Place beans in a small saucepan. Cover with cold water and then bring to a boil. Remove from heat and allow to bean to sit for about 1 hour, adding more water as needed to maintain the water level.
Combine all ingredients for the spicy seasoning mix. Place venison or beef in a large resealable plastic bag. Add salt and pepper to taste and 2 teaspoons of the spicy seasoning mix. Seal bag and shake to coat the contents. Add the flour, reseal the bag, and shake again until meat is well coated.
Heat 3 tablespoons of oil in a large, heavy bottomed stockpot or dutch oven, over medium high heat. Add meat and brown on all sides, about 5-7 minutes. Remove meat using a slotted spoon.
Add the remaining 2 tablespoons of oil to the pot. Add onions and garlic.
Remove 2 teaspoons of spicy seasoning mix and set aside.

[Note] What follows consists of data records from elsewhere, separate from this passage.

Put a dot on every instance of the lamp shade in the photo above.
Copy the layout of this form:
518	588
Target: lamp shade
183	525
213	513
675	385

Add remaining spicy seasoning mix to the pot and stir to coat onions and garlic.
Add wine, being sure to scrape up any browned bits that have stuck to the bottom of the pan.
Add chicken and beef stocks, tomatoes, and ham hock. Bring to a simmer.
Drain beans of any remaining liquid. Add beans, meat, and reserved spicy seasoning mix.
Reduce heat to low.
Cover pot, leaving lid slightly ajar. Simmer for 1 ½ hours.
Add frozen peas. Continue to simmer for an additional 10 minutes until peas are heated through.